In October 1864, a 38-year old farmer from Story County, Iowa enlisted with Company I of the 8th Iowa Volunteer Infantry. With a wife and five young kids to feed, and with no certainty of return, it must have been a difficult choice. The unit he was joining had already sustained heavy casualties at Shiloh and Vicksburg, and many had died in Andersonville prison. But he also a patriot and a Christian abolitionist, and so felt it his obligation to join the cause of the Union. With the harvest over and his eldest boy old enough to take over the chores, he marched south, seeing action at Spanish Fort the following spring. In Fall, following Lee’s surrender, he returned home and kept on farming until he died in 1908.
That farmer was my great-great-Grandfather. The bible he carried off to war now resides at my parent’s house, and I have had occasion to carefully turn its pages, looking for clues to what drove him. Other than his name and a few notes on the inside cover, he left the answer to posterity. I imagine, though, the answer wouldn’t be much different than some of the other Iowa farmers I’ve known who’ve answered the call. Farmers like my great-great-uncle Billy Stebner, who as an old man used to thrill my brother and me with his tales of pursuing Pancho Villa into Mexico with General Black Jack Pershing.
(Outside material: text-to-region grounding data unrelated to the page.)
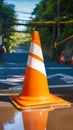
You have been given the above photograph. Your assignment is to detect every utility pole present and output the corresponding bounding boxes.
[57,0,60,37]
[0,23,2,61]
[52,25,57,61]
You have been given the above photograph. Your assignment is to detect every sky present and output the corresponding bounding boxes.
[4,0,41,30]
[4,0,40,21]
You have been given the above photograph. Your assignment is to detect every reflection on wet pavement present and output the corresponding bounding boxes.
[3,107,53,130]
[0,102,73,130]
[4,112,24,130]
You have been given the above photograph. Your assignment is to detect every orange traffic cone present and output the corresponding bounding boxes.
[60,51,65,64]
[22,108,49,130]
[9,31,70,109]
[71,56,73,65]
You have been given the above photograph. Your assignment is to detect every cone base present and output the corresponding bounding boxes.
[9,93,71,110]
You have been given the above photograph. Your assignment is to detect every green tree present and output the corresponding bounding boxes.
[0,0,17,52]
[32,0,73,60]
[10,32,31,52]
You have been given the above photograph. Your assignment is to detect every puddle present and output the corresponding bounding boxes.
[0,102,73,130]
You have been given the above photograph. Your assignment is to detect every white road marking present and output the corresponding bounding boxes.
[47,73,73,88]
[0,66,73,88]
[49,84,73,88]
[46,67,72,69]
[0,67,25,69]
[0,75,24,86]
[47,73,73,81]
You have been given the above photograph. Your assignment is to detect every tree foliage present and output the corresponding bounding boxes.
[32,0,73,60]
[0,0,17,52]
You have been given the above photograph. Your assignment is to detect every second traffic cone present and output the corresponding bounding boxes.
[60,51,65,64]
[71,56,73,65]
[9,31,70,110]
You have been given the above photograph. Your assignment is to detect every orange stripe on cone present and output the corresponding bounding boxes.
[9,31,70,110]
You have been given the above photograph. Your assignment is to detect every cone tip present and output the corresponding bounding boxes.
[32,31,41,46]
[32,31,39,36]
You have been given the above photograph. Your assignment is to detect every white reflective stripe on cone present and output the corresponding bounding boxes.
[60,56,65,61]
[27,55,46,76]
[30,42,43,60]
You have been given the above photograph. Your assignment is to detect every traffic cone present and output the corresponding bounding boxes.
[71,56,73,65]
[9,31,70,110]
[22,108,49,130]
[60,51,65,64]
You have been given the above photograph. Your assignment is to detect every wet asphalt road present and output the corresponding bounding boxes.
[0,53,73,90]
[0,52,73,103]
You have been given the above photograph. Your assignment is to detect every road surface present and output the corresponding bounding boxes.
[0,52,73,130]
[0,52,73,95]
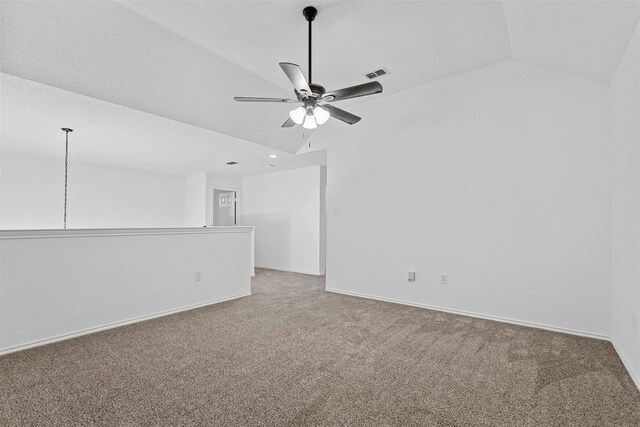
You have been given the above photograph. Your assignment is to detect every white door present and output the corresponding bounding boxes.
[214,190,236,226]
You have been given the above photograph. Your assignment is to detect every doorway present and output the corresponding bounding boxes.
[212,188,238,226]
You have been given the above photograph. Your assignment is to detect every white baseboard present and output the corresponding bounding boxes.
[611,339,640,391]
[325,287,609,341]
[0,292,251,356]
[255,265,325,276]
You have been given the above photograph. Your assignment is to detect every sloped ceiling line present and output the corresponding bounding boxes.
[499,1,513,59]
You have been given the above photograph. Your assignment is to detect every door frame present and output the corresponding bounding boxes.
[209,185,242,226]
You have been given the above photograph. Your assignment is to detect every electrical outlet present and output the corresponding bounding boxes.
[408,271,416,282]
[195,272,201,282]
[333,208,341,216]
[440,274,448,285]
[633,312,638,331]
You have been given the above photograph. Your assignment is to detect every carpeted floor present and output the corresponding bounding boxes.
[1,269,639,426]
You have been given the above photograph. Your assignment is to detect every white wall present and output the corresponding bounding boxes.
[184,172,207,227]
[242,166,326,275]
[610,23,640,386]
[0,227,253,353]
[326,60,611,337]
[1,152,185,229]
[319,166,327,274]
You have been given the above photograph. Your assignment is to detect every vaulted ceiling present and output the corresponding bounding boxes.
[0,74,327,176]
[1,1,639,166]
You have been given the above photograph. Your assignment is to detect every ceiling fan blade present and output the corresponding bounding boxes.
[323,104,361,125]
[234,97,296,103]
[323,81,383,102]
[282,117,296,128]
[279,62,312,96]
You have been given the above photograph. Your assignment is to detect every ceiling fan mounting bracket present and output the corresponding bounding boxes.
[294,89,308,101]
[303,6,317,22]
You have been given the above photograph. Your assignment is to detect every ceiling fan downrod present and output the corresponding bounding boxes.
[303,6,317,84]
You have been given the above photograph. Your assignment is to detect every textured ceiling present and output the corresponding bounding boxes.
[1,0,639,169]
[120,0,513,96]
[503,0,640,83]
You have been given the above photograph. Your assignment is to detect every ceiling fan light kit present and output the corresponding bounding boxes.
[234,5,383,130]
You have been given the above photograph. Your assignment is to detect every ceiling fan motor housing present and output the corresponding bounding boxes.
[296,83,326,105]
[309,83,325,97]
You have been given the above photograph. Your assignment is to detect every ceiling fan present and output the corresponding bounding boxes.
[234,6,383,130]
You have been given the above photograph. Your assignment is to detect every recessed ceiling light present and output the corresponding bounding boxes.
[269,154,278,158]
[226,161,238,165]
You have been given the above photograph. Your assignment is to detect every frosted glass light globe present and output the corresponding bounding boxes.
[313,106,330,125]
[303,113,317,129]
[289,106,306,124]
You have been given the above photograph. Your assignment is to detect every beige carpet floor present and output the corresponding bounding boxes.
[1,268,639,426]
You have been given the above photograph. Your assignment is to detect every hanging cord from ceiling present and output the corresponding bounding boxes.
[61,128,73,229]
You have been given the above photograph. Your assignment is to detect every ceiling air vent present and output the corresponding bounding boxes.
[365,67,390,80]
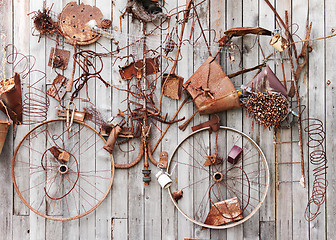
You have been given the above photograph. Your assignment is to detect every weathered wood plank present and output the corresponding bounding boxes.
[0,0,13,239]
[176,0,195,238]
[258,0,276,227]
[308,0,326,239]
[226,0,243,239]
[325,0,336,239]
[291,0,310,239]
[241,1,260,240]
[112,218,128,240]
[274,1,293,240]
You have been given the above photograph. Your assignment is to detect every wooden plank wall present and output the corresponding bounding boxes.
[0,0,334,239]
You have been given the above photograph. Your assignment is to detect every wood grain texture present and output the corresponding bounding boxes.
[1,0,334,239]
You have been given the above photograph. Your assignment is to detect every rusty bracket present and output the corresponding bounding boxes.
[48,47,70,70]
[47,74,68,101]
[56,109,86,122]
[158,151,168,168]
[191,114,220,133]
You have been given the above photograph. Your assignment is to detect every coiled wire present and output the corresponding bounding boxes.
[5,44,50,125]
[303,118,328,221]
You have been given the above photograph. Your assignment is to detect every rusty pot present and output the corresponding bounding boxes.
[184,56,241,115]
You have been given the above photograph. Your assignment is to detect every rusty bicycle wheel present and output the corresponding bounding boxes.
[167,126,269,229]
[12,119,114,221]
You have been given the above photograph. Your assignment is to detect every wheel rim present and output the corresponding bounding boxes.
[12,119,114,221]
[167,126,269,229]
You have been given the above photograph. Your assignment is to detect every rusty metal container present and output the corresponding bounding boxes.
[184,56,241,115]
[0,101,11,154]
[0,73,23,124]
[245,65,288,97]
[204,197,243,227]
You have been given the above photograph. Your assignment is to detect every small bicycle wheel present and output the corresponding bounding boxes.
[167,126,269,229]
[12,119,114,221]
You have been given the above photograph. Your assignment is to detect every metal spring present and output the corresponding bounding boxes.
[5,44,50,125]
[302,118,328,222]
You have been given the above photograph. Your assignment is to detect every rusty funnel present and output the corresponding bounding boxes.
[0,73,23,124]
[184,56,241,115]
[245,65,287,97]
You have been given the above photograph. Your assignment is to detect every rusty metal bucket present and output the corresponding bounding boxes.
[184,56,241,115]
[0,101,11,154]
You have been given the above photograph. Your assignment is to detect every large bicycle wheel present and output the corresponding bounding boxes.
[167,126,269,229]
[12,119,114,221]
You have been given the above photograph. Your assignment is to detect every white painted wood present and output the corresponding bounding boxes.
[0,0,13,239]
[325,1,336,239]
[241,0,261,239]
[308,0,326,239]
[291,0,310,239]
[3,1,335,239]
[112,218,128,240]
[258,0,276,229]
[176,0,195,238]
[209,1,227,239]
[226,0,243,239]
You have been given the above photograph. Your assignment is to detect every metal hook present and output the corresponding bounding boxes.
[66,101,76,132]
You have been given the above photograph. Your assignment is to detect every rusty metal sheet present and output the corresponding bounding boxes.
[245,65,288,97]
[219,27,272,46]
[184,56,241,115]
[58,2,103,45]
[119,57,160,81]
[47,74,68,101]
[162,73,183,100]
[0,73,23,124]
[48,47,71,70]
[204,197,243,227]
[192,114,220,133]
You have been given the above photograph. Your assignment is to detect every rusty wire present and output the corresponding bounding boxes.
[302,118,328,222]
[5,44,50,125]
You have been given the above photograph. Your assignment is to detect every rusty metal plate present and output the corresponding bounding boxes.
[0,73,23,124]
[119,58,160,81]
[58,2,103,45]
[48,47,71,70]
[47,74,68,101]
[204,197,243,227]
[219,27,272,46]
[184,56,241,115]
[162,73,183,100]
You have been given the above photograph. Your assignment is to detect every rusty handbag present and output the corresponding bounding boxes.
[184,56,241,115]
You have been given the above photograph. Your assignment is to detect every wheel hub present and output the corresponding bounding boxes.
[213,172,223,182]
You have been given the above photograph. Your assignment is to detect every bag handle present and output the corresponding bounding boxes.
[0,100,11,122]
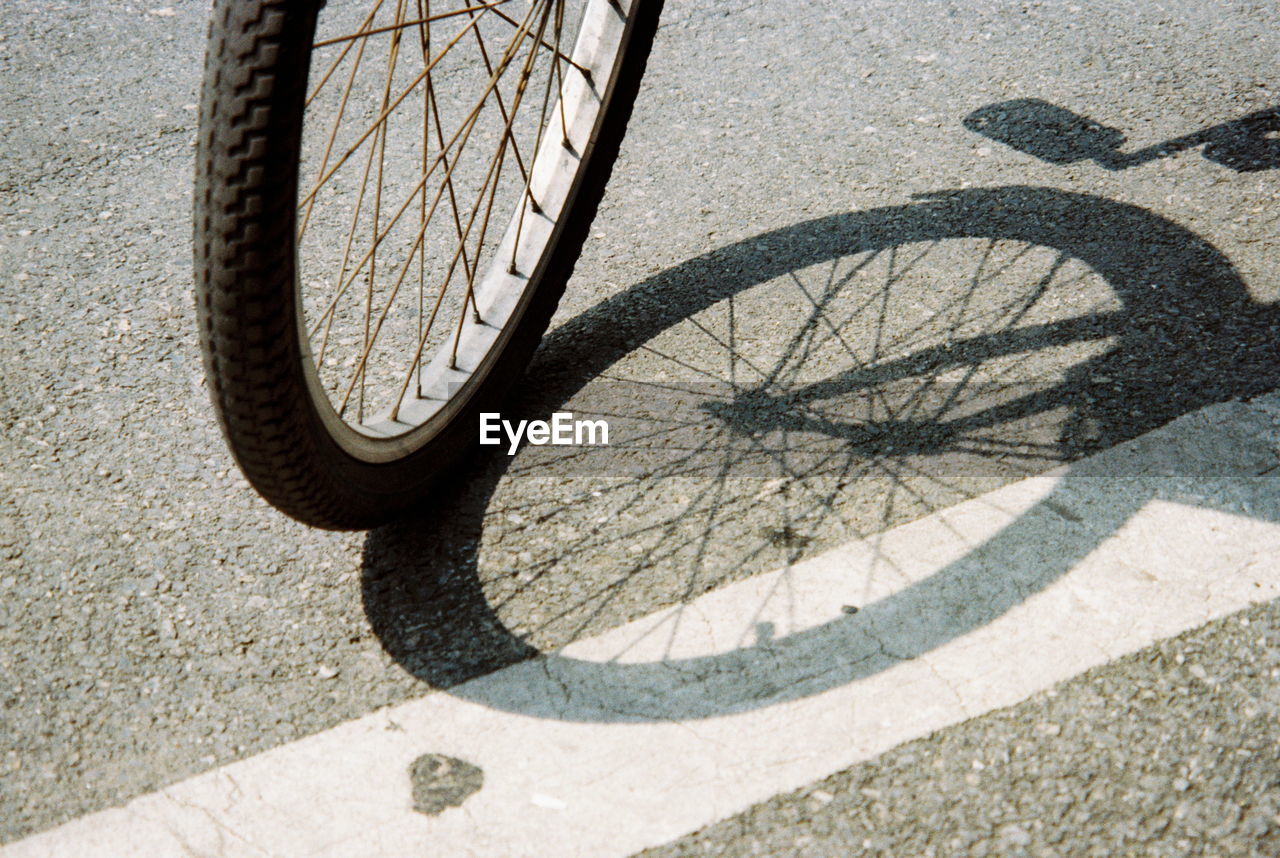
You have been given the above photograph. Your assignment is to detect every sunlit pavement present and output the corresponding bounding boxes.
[1,0,1277,854]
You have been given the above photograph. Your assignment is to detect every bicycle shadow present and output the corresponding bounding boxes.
[964,99,1280,172]
[360,186,1280,721]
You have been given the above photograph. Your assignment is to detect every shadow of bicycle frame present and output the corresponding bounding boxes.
[361,185,1280,721]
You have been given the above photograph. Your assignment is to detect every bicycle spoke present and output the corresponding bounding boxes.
[315,97,383,368]
[198,0,652,522]
[490,3,593,79]
[298,6,497,211]
[306,2,543,340]
[416,1,431,394]
[359,0,410,421]
[553,0,569,145]
[298,15,374,242]
[466,2,534,201]
[313,0,511,48]
[508,0,562,275]
[330,0,553,412]
[305,0,387,107]
[447,25,538,366]
[383,0,555,418]
[419,0,480,321]
[447,116,510,366]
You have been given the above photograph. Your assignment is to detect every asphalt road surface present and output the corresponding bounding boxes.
[1,0,1278,853]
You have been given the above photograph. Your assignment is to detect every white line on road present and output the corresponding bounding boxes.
[7,396,1279,857]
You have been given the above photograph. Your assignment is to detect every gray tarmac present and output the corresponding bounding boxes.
[640,600,1280,858]
[2,0,1278,848]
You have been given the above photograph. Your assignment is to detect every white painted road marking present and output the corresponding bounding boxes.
[7,397,1279,857]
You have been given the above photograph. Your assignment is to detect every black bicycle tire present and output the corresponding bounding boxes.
[194,0,664,529]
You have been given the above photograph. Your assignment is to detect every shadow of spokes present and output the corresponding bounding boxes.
[362,186,1280,721]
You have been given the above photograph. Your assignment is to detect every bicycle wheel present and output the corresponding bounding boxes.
[194,0,663,529]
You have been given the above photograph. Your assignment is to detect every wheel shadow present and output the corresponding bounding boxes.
[361,186,1280,720]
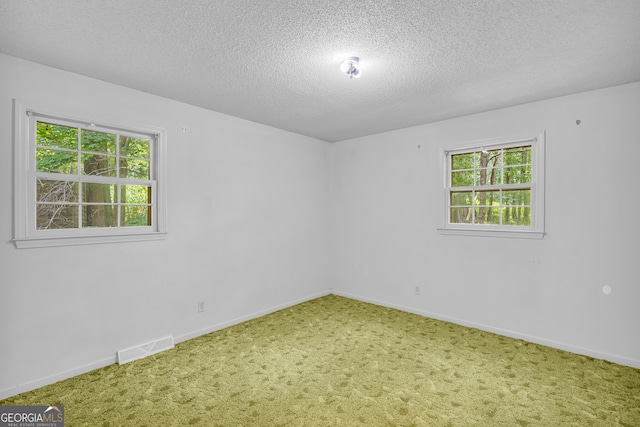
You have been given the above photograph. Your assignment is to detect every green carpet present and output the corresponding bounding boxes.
[2,295,639,426]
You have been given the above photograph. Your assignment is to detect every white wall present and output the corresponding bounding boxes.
[0,54,331,398]
[330,82,640,368]
[1,53,638,400]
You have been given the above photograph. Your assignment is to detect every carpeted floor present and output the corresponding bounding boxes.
[2,295,639,426]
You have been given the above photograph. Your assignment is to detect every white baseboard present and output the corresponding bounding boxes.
[174,290,331,343]
[3,288,637,401]
[0,356,116,401]
[0,289,331,401]
[330,289,640,370]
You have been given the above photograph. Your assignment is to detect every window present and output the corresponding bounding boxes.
[438,133,545,239]
[13,101,167,248]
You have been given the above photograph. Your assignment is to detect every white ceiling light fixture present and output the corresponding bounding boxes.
[340,57,361,79]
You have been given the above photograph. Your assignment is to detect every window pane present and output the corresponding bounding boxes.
[503,189,531,206]
[36,122,77,150]
[504,146,531,166]
[120,136,150,158]
[474,207,501,224]
[119,158,150,180]
[83,205,117,227]
[121,185,151,204]
[81,154,117,177]
[503,165,531,184]
[36,148,78,174]
[503,206,531,226]
[81,129,116,154]
[491,168,503,185]
[451,170,474,187]
[82,183,116,204]
[451,153,474,170]
[485,150,502,185]
[450,191,472,206]
[474,190,500,206]
[123,205,151,226]
[487,149,502,164]
[475,168,503,186]
[474,190,499,224]
[36,204,78,229]
[37,179,78,203]
[450,207,472,224]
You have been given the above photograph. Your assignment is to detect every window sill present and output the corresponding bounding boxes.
[14,232,168,249]
[437,228,545,239]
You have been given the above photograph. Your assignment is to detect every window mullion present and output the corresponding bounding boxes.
[499,189,504,225]
[77,125,83,229]
[116,132,121,228]
[150,134,156,181]
[117,183,121,228]
[471,189,476,224]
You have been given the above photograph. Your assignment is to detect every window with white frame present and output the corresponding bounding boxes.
[13,102,167,248]
[439,133,545,239]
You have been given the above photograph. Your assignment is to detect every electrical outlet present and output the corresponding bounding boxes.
[415,286,421,295]
[198,301,205,313]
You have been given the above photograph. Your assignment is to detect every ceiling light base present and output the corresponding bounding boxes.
[340,57,361,79]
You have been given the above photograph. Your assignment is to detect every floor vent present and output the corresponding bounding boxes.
[117,336,174,365]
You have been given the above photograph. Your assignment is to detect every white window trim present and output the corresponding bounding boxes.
[13,100,168,249]
[437,132,545,239]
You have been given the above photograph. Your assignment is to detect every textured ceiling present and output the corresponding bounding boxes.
[1,1,639,142]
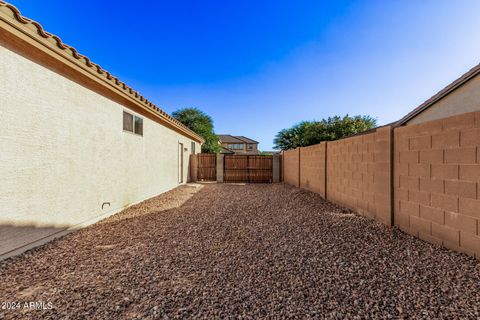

Farmers like my maternal Grandpa John Cullen, who followed Pershing on his next assignment in Europe, and saw the horrors of trench warfare at the Marne. Or his son John, a Marine who fought amid the carnage of Okinawa. Every week he wrote a letter to his five kid sisters, including my 6 year old mom, telling them everything would be okay.
Farmers like Donnie Burge, a cornfield hot rodder who enlisted with the 5th Army in ’55 and spent the next two years getting his arms covered in tattoos and staring across the 38th parallel at a scowling line of North Koreans. Luckily the ceasefire held, and he returned to take over the family farm. And sire yours truly.
Farmers like my brother-in-law Ron, who spent 3 tours in Vietnam as a Huey pilot. Just like my Uncle John he wrote reassuring letters home to his 6 year old kid sister, who grew up and married me. After the war he spent another 10 years as a helicopter school instructor at Ft. Rucker, and returned home to the dairy country of Northeast Iowa. Three of his own farm kids have answered the call; most recently my niece Devin, who spent 2004-5 in Baghdad driving a 3-ton truck with the 389th Iowa Combat Engineering Battalion. Farmers like her husband Rick, currently serving with the 389th in Iraq on his 2nd tour, away from their baby daughter.
Every single one of them fill me with awe and amazement, and a humbled sense of gratitude for having the great cosmic fortune to be born in a country capable of producing farmers (or non-farmers) like that. Where do they come from, this long line of common men and women of uncommon valor, who risk everything only to shrug it off with a simple “I just did my duty”?
I’m afraid I’ll never quite comprehend it, but an awestruck thanks to every last one of you.